Other areas along the coast with prehistoric potential include the Careta Beach, located about half way between the Limnes promontory and the Tremithos River mouth. Clear stratigraphy was identified in the beach sections which included a series of palaeosols, with the upper the primary artifact bearing deposit with a quantity of pottery (Roman) and lithics (Image 2). There was one small stream outlet that is either contemporary with, or cuts into, the artifact bearing strata. These sections are associated with stubble wheat fields in the terraces above, and thus have a high probability for in situ archaeological material.

On the east bank of the Tremithos River mouth early diagnostic material was found during the 2015 surface survey. Unfortunately this area is heavily disturbed by the recent road construction and soil levelling and may represent just a small remnant of the original eastern bank of a Tremithos meander. No additional potentially early material was found.

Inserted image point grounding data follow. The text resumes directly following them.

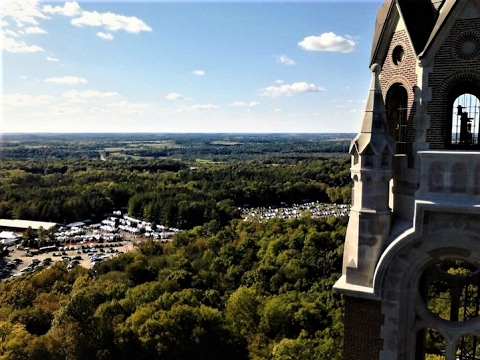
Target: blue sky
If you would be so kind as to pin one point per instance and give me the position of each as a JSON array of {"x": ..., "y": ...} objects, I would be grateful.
[{"x": 194, "y": 66}]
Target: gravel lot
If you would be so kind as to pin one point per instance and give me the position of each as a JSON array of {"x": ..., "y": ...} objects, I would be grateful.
[{"x": 23, "y": 259}]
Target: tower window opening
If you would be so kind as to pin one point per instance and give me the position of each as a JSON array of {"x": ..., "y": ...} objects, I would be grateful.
[
  {"x": 396, "y": 104},
  {"x": 465, "y": 121}
]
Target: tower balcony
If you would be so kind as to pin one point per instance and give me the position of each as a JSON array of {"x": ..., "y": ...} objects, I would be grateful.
[{"x": 449, "y": 176}]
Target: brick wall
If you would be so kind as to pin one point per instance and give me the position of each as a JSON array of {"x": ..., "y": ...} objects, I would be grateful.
[
  {"x": 402, "y": 73},
  {"x": 363, "y": 320},
  {"x": 449, "y": 70}
]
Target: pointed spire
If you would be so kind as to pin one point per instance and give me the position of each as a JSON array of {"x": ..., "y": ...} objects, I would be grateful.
[{"x": 374, "y": 130}]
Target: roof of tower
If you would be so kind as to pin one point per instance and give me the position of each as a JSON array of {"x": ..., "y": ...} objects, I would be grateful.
[
  {"x": 443, "y": 13},
  {"x": 374, "y": 134},
  {"x": 420, "y": 19}
]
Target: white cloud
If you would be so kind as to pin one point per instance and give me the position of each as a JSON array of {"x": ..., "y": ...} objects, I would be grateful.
[
  {"x": 34, "y": 30},
  {"x": 22, "y": 11},
  {"x": 245, "y": 104},
  {"x": 199, "y": 107},
  {"x": 11, "y": 45},
  {"x": 26, "y": 100},
  {"x": 106, "y": 36},
  {"x": 68, "y": 80},
  {"x": 174, "y": 96},
  {"x": 10, "y": 32},
  {"x": 282, "y": 59},
  {"x": 111, "y": 22},
  {"x": 288, "y": 90},
  {"x": 69, "y": 9},
  {"x": 127, "y": 105},
  {"x": 75, "y": 94},
  {"x": 328, "y": 42}
]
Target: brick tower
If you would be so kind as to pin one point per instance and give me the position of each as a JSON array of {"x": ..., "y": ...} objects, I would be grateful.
[{"x": 411, "y": 271}]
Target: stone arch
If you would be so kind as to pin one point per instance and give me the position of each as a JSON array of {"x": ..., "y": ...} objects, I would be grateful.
[
  {"x": 476, "y": 181},
  {"x": 397, "y": 284},
  {"x": 462, "y": 82}
]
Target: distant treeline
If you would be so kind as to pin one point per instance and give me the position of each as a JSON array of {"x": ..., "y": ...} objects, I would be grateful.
[
  {"x": 163, "y": 191},
  {"x": 188, "y": 147},
  {"x": 245, "y": 291}
]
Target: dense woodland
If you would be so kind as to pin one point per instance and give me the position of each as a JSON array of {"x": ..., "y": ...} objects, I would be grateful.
[
  {"x": 222, "y": 289},
  {"x": 247, "y": 291},
  {"x": 168, "y": 191}
]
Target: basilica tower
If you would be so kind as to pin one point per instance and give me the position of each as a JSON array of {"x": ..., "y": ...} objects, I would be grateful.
[{"x": 411, "y": 272}]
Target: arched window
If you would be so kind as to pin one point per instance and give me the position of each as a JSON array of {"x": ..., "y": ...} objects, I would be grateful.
[
  {"x": 396, "y": 107},
  {"x": 436, "y": 175},
  {"x": 459, "y": 178},
  {"x": 465, "y": 117}
]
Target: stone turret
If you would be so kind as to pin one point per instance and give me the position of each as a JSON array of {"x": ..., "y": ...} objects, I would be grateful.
[{"x": 372, "y": 153}]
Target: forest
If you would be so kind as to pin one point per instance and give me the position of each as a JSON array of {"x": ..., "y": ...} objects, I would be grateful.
[
  {"x": 222, "y": 288},
  {"x": 247, "y": 291},
  {"x": 169, "y": 190}
]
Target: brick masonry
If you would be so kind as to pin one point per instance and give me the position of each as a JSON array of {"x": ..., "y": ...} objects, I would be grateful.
[
  {"x": 446, "y": 76},
  {"x": 363, "y": 321}
]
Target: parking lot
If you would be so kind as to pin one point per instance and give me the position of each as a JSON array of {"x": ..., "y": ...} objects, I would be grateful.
[{"x": 20, "y": 261}]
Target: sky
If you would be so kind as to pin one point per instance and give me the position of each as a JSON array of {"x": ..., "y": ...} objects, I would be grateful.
[{"x": 185, "y": 67}]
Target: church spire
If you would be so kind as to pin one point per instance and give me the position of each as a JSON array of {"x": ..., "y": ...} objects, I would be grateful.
[
  {"x": 374, "y": 130},
  {"x": 368, "y": 228}
]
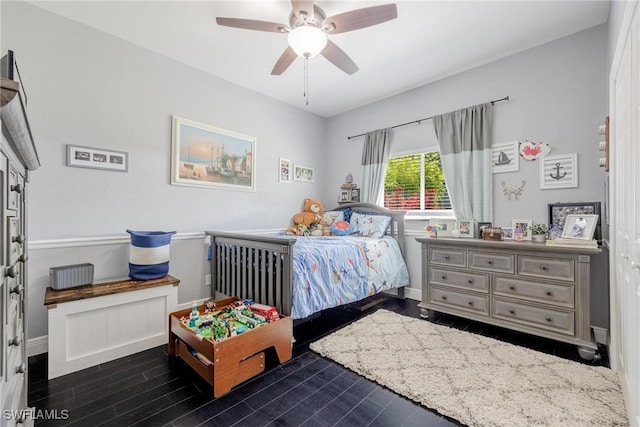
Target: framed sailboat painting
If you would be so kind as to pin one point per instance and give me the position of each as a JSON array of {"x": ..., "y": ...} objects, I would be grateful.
[
  {"x": 504, "y": 157},
  {"x": 207, "y": 156}
]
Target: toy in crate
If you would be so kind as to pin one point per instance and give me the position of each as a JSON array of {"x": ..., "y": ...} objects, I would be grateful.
[
  {"x": 492, "y": 233},
  {"x": 220, "y": 323}
]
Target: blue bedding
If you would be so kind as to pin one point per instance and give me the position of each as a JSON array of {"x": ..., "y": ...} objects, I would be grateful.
[{"x": 331, "y": 271}]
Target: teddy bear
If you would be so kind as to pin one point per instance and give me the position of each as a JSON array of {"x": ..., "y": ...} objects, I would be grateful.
[{"x": 311, "y": 214}]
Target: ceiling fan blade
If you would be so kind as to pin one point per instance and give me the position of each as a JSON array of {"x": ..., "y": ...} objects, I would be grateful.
[
  {"x": 360, "y": 18},
  {"x": 339, "y": 58},
  {"x": 286, "y": 59},
  {"x": 250, "y": 24},
  {"x": 303, "y": 9}
]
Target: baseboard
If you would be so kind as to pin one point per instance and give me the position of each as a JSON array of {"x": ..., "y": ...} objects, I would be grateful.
[{"x": 37, "y": 345}]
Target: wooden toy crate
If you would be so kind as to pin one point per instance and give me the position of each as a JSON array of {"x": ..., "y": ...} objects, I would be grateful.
[{"x": 234, "y": 360}]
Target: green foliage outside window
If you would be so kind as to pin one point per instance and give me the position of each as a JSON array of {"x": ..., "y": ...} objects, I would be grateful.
[{"x": 405, "y": 178}]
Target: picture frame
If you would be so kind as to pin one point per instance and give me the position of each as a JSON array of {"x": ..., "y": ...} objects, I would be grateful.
[
  {"x": 207, "y": 156},
  {"x": 303, "y": 173},
  {"x": 479, "y": 227},
  {"x": 505, "y": 157},
  {"x": 79, "y": 156},
  {"x": 507, "y": 233},
  {"x": 559, "y": 171},
  {"x": 355, "y": 194},
  {"x": 284, "y": 170},
  {"x": 525, "y": 225},
  {"x": 581, "y": 226},
  {"x": 558, "y": 213},
  {"x": 444, "y": 226},
  {"x": 465, "y": 227}
]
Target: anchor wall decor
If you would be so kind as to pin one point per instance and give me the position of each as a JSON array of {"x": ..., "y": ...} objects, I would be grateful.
[{"x": 559, "y": 171}]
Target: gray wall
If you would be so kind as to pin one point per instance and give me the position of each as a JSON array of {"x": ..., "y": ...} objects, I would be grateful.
[
  {"x": 88, "y": 88},
  {"x": 558, "y": 95}
]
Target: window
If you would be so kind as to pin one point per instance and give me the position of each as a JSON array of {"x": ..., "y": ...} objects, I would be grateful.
[{"x": 416, "y": 182}]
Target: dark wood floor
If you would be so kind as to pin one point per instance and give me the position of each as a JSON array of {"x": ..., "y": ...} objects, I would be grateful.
[{"x": 148, "y": 389}]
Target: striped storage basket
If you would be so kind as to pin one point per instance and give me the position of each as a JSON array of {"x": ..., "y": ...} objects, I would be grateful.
[{"x": 149, "y": 256}]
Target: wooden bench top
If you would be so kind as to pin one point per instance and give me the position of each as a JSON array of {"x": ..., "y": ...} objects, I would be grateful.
[{"x": 53, "y": 297}]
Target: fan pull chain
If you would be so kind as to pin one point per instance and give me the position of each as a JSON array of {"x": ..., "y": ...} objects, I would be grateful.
[{"x": 306, "y": 79}]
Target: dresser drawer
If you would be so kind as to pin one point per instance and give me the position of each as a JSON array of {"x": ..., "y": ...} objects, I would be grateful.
[
  {"x": 542, "y": 318},
  {"x": 547, "y": 268},
  {"x": 491, "y": 261},
  {"x": 448, "y": 256},
  {"x": 561, "y": 295},
  {"x": 475, "y": 303},
  {"x": 458, "y": 279}
]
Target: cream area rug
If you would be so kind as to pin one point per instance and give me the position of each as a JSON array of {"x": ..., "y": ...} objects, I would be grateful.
[{"x": 476, "y": 380}]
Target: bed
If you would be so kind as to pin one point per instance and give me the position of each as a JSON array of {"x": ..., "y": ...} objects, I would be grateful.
[{"x": 302, "y": 276}]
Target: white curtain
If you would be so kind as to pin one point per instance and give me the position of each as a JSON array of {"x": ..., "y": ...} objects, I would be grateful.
[
  {"x": 375, "y": 155},
  {"x": 465, "y": 149}
]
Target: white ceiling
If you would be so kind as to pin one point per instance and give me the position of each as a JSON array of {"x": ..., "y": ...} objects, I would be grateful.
[{"x": 428, "y": 41}]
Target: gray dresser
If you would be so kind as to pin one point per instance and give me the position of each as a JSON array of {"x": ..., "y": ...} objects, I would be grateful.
[
  {"x": 17, "y": 157},
  {"x": 525, "y": 286}
]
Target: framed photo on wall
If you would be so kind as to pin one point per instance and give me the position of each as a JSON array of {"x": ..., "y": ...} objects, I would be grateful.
[{"x": 207, "y": 156}]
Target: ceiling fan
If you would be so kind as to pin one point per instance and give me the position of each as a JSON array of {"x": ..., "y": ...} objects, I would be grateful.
[{"x": 308, "y": 30}]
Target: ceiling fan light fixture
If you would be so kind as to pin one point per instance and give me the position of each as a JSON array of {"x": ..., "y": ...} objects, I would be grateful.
[{"x": 307, "y": 41}]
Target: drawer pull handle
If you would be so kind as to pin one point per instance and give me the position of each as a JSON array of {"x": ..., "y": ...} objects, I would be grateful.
[{"x": 11, "y": 272}]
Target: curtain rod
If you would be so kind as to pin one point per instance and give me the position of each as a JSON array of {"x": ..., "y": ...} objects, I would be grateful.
[{"x": 506, "y": 98}]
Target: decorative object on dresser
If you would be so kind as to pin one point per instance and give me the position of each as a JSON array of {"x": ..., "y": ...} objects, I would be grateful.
[
  {"x": 348, "y": 190},
  {"x": 537, "y": 289},
  {"x": 207, "y": 156},
  {"x": 18, "y": 157},
  {"x": 558, "y": 214}
]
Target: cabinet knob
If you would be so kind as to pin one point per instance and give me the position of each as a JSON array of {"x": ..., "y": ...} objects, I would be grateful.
[{"x": 11, "y": 272}]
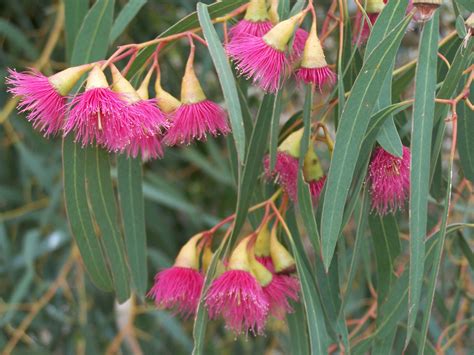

The east terraces above the banks of the Pouzis River between the sea and the highway, are under wheat cultivation, but with a combination of stubble no till fields and directly adjacent deeply tilled zones in which several chert cores and numerous retouched flakes with a distinctive Epipalaeolithic typology were located.

Very little archaeological material in the area between the Kiti Dam and the Larnaca to Limassol highway was found. These finds were isolated to some undiagnostic ceramic sherds (mostly apparently modern) and a few isolated lithic finds, again mostly undiagnostic, and probably from the Dhoukani threshing sledge industry. This area of the Tremithos, north of the dam, would be subject to flooding, alluvial deposition and erosion and most early material would likely now be deeply buried or washed downstream.


Image 2: Βeach sections west of the Tremithos showing paleaosols, with lithic artifacts in situ.